Self-employed individuals are heading for retirement “dramatically underprepared”, the Pensions Policy Institute (PPI) has said, due to being structurally excluded from the pensions system, as they are not automatically enrolled into a workplace pension.
The report, named Part One: Persistent Low Earning, the first in the From Payslip to Pension: Life Course Impacts on Retirement Saving Among Low Earners series, said the issue isn’t simply about income level but instead pointed lack of pension infrastructure and support available to the self-employed.
Citing data from the Department for Work and Pensions' (DWP) 2023/24 Family Resources Survey, the PPI highlighted that fewer than one in five (19 per cent) self-employed individuals with low-to-moderate earnings contributed to a pension, compared with 79 per cent of similarly earning non self-employed employees.
Additionally, the report also showed that single people are generally identified as facing greater pension challenges in retirement than those with partners.
This is due to several factors, including single people being unable to share living costs in the same way that couples can, and state pension entitlement in retirement is calculated on a purely individual basis. The PPI noted that this means that couples can receive two full state pensions despite not having double the living costs of a single person.
The report also highlighted that pension savings for young people could bring positives and negatives.
Indeed, pension saving would allow this group to make the most of long-term investment returns and build a saving habit, but if they are at risk of persistent low earnings or financial instability, pension saving may be inappropriate for them.

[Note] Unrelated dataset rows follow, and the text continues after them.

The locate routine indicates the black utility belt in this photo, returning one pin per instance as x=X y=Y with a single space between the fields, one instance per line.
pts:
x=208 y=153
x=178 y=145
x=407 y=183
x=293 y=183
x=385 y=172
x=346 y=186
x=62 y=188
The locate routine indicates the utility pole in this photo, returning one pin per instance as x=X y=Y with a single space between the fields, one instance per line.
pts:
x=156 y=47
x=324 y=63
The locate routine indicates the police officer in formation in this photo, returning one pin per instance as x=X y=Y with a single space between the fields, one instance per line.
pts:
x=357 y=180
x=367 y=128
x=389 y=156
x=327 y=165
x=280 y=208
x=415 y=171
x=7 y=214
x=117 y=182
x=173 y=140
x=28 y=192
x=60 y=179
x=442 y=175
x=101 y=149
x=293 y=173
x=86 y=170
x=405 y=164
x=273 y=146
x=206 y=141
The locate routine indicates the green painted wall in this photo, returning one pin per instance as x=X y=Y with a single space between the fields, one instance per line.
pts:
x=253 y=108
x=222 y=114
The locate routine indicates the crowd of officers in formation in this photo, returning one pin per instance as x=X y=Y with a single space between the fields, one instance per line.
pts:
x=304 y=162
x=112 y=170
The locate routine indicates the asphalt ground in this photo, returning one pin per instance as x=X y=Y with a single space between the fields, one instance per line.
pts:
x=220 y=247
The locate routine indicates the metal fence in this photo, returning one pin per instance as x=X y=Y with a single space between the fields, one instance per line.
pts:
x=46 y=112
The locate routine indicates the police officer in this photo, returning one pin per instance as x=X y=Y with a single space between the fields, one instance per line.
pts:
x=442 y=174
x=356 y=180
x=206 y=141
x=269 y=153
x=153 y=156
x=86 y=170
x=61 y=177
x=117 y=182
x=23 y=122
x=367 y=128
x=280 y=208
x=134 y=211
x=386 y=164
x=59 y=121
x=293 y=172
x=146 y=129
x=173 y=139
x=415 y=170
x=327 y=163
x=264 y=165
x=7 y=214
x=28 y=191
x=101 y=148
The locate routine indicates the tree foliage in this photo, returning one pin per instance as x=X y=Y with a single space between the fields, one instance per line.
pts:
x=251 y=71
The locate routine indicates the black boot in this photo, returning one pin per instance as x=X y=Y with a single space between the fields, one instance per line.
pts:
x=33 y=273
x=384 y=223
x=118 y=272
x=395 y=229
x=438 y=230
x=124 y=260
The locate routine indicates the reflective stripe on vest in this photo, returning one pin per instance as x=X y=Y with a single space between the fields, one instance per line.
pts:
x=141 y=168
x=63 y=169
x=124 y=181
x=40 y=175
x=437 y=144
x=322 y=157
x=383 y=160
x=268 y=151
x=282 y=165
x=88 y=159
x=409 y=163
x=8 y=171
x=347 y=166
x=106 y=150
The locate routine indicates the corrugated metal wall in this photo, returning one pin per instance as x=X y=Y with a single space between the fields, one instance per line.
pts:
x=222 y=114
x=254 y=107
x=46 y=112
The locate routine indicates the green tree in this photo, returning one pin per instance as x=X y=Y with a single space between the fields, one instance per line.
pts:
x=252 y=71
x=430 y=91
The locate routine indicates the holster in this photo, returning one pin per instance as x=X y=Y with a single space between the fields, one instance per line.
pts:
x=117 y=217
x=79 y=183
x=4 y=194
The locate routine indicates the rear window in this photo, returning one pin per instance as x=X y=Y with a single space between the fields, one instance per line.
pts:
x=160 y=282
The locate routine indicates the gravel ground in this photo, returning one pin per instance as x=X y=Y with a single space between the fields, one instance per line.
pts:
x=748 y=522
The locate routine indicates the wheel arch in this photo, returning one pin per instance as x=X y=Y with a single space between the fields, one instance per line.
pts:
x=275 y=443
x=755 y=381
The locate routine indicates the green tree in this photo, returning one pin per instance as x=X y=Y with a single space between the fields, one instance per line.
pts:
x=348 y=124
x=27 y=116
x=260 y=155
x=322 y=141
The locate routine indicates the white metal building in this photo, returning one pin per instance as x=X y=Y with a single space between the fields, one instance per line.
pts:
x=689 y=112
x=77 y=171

The report found that young people are particularly likely to be low earners, with 37 per cent of women and 28 per cent of men being low earners at 22.
However, the PPI said young low earners are an “especially interesting” group from a pension policy perspective, as with the longest time until retirement, they could be most affected by policy decisions.
The report also identified gender differences when it comes to the link between low earnings and pensions, with men being the most likely to be low earners at the beginning and end of working life.
In addition to this, low-earning men near retirement also have a higher rate of self-employment than low-earning women near retirement.
The PPI highlighted that low earners are a poorly understood societal group due to being highly diverse, with varying reasons for low income and differing levels of financial security, making it difficult to design a one-size-fits-all policy.
It said that this is especially challenging in pensions, where automatic enrolment, which drives most workplace pension participation, relies on earnings-based thresholds, such as the trigger income and lower earnings limit.
Given this, the PPI argued that policy makers must balance needlessly excluding people from workplace pension saving and guiding other people in vulnerable financial positions into making payments towards a pension.
The report also emphasised that persistent and transient low earners have different needs, both during working life and in retirement.
In light of this, the PPI urged policymakers to be “mindful” of the wide range of circumstances within the low-earning population when designing pensions policy.
The series of papers will continue until the summer of 2026 and will feature five themed individual reports.
These reports will examine how low-income earners engage with workplace pension savings and seek to pinpoint possible interventions, as well as assess their effects both prior to and following retirement.